Most vendors were cash only due to almost no one having cell service or internet, which was a major inconvenience for attendees and media. Those who brought cash could enjoy the carnival-style food along with some local food trucks. The smell of barbecue smoked ribs and funnel cake paired nicely with high octane exhaust fumes.

In the paddock, or pit area, large well-funded teams like USA, Italy, Belgium, etc., were filled with multimillion-dollar tour bus-style rigs loaded with bikes and employees while the pits of smaller teams such as Israel and Morocco resembled a group of friends hanging out.

Many international attendees seemed to have more reserved nationalistic pride on foreign turf but as expected the Americans were the loudest and drunkest, with the Aussies close behind.

The start of the first race was met with a deafening combination of 40 motorcycles and thousands of roaring fans equipped with flags, smoke bombs, cow bells, airhorns, chainsaws and any other noisemaker you could imagine.

In motocross it’s often said that the 41st competitor of a race is Mother Nature, and this was no exception, Saturday was beautiful weather with a perfectly manicured track that formed multiple high speed racing lines to provide many passing opportunities for riders and make for great qualifying races.
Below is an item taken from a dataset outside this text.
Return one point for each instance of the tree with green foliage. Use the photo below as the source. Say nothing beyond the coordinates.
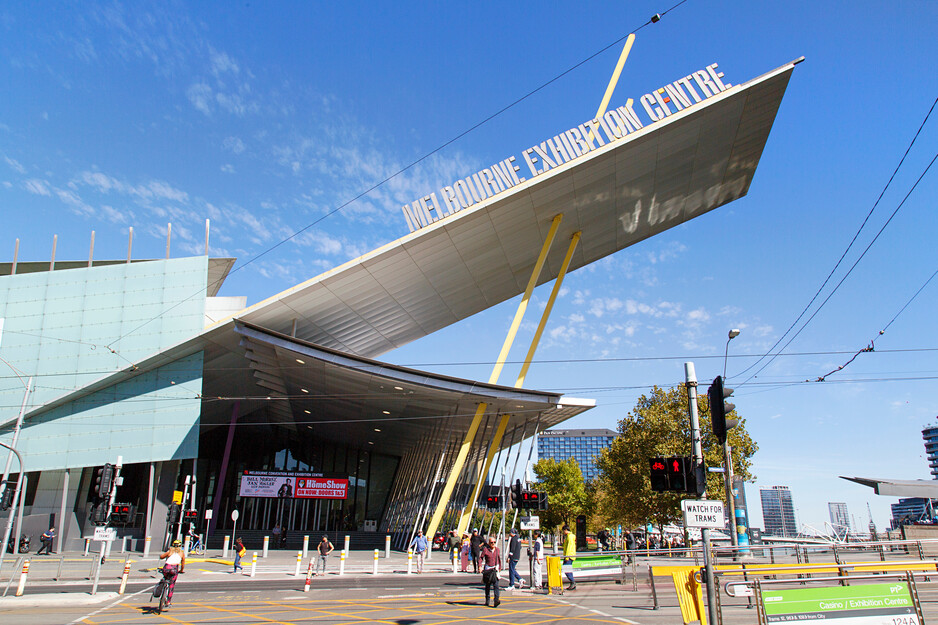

Sunday was totally opposite. The track crew’s efforts to prepare the course for excessive rain did not go unnoticed but it was still very muddy and quickly formed into a mostly one-lined racetrack with very few areas to make a pass stick. This forced the riders to stalk their opponents from a distance before attempting an overtake to avoid losing their vision from the roost of the rider ahead.

After the final race ended fans stormed onto the racetrack starting straight and then toward the podium, toppling over several barricades. This was the peak of the excitement for fans and relief for the Americans who feared a repeat of Team USA’s loss to France in 2018 at Redbud Motocross Des Nations.

Overall the camaraderie between both the fans, countries and manufacturers was high. The Americans embraced Team France, which was booed for winning their last time competing in the U.S., and Chase Sexton’s red Honda underneath the rival blue Yamaha tent celebrating with his typical opponent Eli Tomac after the podium ceremony exemplified this.

The final results show Team USA won with 16 points, France second with 23 points and Australia third with 26 points.

The podium teams put in impressive rides with each earning an individual moto win, notably American Eli Tomac, who put on a dominating performance in the first moto with an early lead that took him all the way to the checkered flag. In moto two the 19 year old Australian phenom Jett Lawrence appeared to be right at home and having fun in his first race on the full sized 450cc motorcycle after two championship winning seasons on a 250cc. Frenchman Maxime Renaux was an unknown but formidable opponent to Sexton and Lawrence, who attacked Renaux unsuccessfully for the last 10 minutes of Moto 3. Other honorable mentions include the defending Italian champions Antonio Cairoli, Andrea Adamo and Mattia Guadagnini, who came just shy of a podium position.